Reading Steve Lawson's recent comment about conference presentations describing projects that didn't work in his See Also post How we done it...bad got me thinking. (The site is not responding for me today, so here is an an alternative Feedburner feed.)
I wonder if the relatively low number of "how we done it bad" presentations is a problem with the conference abstract review process. How many potential "how we done it bad" presentations are left as abstracts on the cutting room floor? Do conference planners select those abstracts that support their perspectives, or, are they so overly concerned than attendees walk away with a positive feeling that they filter out the "how we done it bad"?

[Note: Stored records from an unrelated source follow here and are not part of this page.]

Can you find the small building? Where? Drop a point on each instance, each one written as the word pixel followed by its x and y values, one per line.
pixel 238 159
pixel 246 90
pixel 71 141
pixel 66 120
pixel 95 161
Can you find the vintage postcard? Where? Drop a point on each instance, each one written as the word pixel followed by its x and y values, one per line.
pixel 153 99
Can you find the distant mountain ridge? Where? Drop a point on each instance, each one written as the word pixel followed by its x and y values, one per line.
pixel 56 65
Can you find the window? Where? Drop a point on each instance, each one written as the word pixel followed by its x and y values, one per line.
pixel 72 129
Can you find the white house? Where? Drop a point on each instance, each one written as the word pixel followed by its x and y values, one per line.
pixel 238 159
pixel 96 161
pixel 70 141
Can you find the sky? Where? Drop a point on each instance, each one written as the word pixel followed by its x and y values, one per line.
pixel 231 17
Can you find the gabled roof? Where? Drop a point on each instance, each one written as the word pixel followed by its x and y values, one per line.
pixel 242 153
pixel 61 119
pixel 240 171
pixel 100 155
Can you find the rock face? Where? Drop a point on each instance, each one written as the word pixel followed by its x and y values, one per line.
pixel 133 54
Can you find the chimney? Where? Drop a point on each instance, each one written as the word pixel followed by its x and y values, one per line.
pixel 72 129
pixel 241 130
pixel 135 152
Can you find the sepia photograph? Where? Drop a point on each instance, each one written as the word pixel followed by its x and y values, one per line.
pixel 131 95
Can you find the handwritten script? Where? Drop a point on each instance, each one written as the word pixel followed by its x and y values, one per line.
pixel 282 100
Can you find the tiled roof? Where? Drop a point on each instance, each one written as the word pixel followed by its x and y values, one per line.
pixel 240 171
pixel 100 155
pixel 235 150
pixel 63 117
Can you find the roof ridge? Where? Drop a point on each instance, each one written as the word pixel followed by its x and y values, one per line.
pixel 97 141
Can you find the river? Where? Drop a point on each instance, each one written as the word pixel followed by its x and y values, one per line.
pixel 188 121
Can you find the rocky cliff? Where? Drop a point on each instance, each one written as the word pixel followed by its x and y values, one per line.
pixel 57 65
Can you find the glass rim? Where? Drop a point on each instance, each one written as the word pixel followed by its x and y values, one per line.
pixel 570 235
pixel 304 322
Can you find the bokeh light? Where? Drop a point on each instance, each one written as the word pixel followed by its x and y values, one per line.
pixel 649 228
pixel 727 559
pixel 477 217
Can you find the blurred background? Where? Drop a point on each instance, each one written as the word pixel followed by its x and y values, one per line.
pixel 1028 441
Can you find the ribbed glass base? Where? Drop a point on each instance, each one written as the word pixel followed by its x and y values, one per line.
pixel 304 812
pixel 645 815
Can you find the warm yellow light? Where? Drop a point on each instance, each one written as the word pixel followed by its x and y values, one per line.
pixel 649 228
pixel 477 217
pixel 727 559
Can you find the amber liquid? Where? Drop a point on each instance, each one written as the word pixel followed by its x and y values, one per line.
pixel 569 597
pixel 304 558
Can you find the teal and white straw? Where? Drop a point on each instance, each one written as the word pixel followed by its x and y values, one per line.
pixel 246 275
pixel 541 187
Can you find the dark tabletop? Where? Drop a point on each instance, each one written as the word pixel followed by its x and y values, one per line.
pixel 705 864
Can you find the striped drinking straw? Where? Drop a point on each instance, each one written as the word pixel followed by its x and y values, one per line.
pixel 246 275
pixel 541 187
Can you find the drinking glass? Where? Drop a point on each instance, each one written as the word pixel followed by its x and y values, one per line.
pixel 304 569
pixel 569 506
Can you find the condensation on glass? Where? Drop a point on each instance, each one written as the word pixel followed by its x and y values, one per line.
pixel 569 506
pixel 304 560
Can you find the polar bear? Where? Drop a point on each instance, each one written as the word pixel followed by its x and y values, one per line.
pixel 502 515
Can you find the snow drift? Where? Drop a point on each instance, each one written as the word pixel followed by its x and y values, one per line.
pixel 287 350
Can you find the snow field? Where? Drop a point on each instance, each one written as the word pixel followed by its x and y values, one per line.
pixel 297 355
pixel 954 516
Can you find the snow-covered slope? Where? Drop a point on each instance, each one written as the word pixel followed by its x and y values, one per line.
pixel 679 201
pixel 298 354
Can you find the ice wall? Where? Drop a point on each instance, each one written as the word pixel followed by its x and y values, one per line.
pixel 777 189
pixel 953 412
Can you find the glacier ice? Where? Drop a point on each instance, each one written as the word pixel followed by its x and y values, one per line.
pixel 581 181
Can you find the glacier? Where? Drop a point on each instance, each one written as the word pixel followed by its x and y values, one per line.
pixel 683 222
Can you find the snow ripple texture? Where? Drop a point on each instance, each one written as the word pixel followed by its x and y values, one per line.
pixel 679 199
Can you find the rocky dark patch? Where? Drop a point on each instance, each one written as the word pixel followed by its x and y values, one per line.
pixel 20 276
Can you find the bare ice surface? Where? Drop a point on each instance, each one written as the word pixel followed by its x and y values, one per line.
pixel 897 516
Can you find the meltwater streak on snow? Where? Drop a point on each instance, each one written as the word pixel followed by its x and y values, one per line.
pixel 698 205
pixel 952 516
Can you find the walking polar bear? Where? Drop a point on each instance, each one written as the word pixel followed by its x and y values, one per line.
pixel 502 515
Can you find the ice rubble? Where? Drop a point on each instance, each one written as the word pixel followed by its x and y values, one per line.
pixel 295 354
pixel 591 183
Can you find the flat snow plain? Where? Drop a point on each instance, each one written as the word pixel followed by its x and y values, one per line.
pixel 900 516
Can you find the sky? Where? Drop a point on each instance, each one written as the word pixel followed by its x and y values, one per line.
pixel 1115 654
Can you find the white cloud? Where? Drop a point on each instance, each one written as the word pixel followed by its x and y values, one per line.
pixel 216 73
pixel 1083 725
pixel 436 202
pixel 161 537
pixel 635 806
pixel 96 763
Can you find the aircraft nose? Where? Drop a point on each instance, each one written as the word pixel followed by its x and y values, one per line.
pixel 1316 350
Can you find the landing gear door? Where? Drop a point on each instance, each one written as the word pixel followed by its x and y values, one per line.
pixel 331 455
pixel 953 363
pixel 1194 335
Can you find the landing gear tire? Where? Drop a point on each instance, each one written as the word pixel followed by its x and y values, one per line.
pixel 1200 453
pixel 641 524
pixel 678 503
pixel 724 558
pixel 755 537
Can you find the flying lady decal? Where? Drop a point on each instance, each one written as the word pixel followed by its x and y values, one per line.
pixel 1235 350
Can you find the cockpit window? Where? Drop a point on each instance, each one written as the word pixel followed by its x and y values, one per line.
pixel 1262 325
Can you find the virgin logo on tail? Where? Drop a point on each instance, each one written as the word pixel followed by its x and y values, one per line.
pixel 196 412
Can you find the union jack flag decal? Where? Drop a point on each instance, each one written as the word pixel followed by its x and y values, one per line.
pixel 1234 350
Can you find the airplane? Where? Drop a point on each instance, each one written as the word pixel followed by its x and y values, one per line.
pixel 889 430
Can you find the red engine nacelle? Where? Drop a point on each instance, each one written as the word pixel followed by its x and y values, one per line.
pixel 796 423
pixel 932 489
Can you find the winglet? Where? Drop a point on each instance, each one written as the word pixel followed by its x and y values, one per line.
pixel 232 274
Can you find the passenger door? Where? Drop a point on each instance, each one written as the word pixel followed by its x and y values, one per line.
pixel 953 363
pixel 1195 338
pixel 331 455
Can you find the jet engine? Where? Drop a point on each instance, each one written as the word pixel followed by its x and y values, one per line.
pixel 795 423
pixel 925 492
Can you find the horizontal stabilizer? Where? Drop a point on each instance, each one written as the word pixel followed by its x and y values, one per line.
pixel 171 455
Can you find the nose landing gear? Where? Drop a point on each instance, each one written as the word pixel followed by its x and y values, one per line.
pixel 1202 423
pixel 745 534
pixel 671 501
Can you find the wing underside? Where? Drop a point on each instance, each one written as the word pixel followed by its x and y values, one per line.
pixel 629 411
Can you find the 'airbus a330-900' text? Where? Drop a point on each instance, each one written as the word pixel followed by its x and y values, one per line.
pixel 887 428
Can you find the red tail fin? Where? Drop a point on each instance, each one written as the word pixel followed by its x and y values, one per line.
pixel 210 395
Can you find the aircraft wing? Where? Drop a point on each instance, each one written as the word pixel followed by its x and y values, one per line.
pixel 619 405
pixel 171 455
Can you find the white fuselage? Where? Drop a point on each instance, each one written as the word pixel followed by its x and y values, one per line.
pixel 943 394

On a related note, last year Rick Anderson (a fellow LJ Mover & Shaker 'rebel' class of '05 ) put out a call for such articles for a column in the publication Against the Grain . Yet, a recent review of the table of contents reveals that the column has yet to run. Is the column still in the cue or did the call not receive any response?
Could all of this (gulp) potentially indicate that there may be a more systematic bias in the library profession towards reporting only favorable outcomes? Are unsuccessful projects being modified in mid-stream to create positive outcomes in order to not look incompetent? Are only the successful aspects of an unsuccessful project being communicated? Or, even worse yet, are unsuccessful projects are being spun as being successful?
Just as studying diseases helps health care professionals understand how to nurture good health behaviors, understanding our failures can provide libraries with new understanding. Unsuccessful projects provide an opportunity to learn from mistakes and minimize the risk of making similar mistakes. Disseminating all outcomes is a key to our continued survival and evolution.